I have a big matrix A which is 1GB of double values, when I reshape it to different dimensions, it's incredible fast.
A=rand(128,1024,1024);
tic;B=reshape(A,1024,128,1024);toc
Elapsed time is 0.000011 seconds.
How can it be that fast? Another observation, MATLAB uses less memory than it should after running that code and storing two matrices of 1GB each: Memory used by MATLAB: 1878 MB (1.969e+09 bytes)
Explanation of the good performance
Matlab uses copy-on-write whenever possible. If you write expressions like B=A, MATLAB does not copy A, instead both variables A and B are references to the same data structure. Only if one of the two variables will be modified, MATLAB will create a copy.
Now to the special case of reshape. Here it looks like A and B are not the same, but in memory they are.
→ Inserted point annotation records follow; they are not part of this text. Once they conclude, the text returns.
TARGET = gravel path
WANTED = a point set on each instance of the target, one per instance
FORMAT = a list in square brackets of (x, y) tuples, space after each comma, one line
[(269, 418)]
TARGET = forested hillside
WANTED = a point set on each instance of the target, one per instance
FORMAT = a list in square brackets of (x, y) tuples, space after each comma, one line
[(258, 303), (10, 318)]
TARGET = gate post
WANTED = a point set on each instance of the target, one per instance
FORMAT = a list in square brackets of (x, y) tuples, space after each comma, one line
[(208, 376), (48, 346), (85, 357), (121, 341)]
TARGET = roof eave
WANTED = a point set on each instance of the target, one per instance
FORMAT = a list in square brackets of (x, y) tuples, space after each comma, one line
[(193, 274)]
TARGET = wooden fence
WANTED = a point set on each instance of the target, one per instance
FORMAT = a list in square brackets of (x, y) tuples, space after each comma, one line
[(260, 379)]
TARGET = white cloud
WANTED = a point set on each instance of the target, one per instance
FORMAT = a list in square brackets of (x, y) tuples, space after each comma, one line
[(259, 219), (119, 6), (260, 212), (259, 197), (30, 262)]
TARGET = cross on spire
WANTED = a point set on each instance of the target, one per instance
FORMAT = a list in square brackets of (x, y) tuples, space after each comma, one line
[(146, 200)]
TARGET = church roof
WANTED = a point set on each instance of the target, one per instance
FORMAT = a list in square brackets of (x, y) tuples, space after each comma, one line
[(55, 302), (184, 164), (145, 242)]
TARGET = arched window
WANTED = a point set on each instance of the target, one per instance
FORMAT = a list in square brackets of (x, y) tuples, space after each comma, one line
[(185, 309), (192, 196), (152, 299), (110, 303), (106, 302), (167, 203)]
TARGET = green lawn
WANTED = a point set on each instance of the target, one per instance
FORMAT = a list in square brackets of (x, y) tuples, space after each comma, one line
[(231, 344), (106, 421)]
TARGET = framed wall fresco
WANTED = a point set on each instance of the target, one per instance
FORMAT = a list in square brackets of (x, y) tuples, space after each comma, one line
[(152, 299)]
The underlying array which holds the data is unaffected by the reshape operation, nothing has to be moved: all(A(:)==B(:)). Everything MATLAB has to do when calling reshape is to create a new reference and annotate it with the new dimensions of the matrix. Reshaping a matrix is nothing more than creating a new reference to the input data, which is annotated with the new dimensions. The runtime of reshape is less than 1µs or roughly the time two simple assignments like B=A require. For all practical applications a zero time operation.
>> tic;for i=1:1000;B=reshape(A,1024,128,1024);end;toc
Elapsed time is 0.000724 seconds.
>> tic;for i=1:1000;B=A;end;toc
Elapsed time is 0.000307 seconds.
It is unknown how large such a reference really is, but we can assume it to be within a few bytes.
Other zero cost operations
Functions known to have practically zero cost (both runtime and memory):
B=reshape(A,sz)
B=A(:)
B=A.' - only for Vectors
B=A' - only for Vectors of real numbers, without the attribute complex. Use .' instead.
B=permute(A,p) - only for the cases where all(A(:)==B(:)).1
B=ipermute(A,p) - only for the cases where all(A(:)==B(:)).1
B=squeeze(A) 1
shiftdim - only for the cases where all(A(:)==B(:)), which are:1
used to remove leading singleton dimensions.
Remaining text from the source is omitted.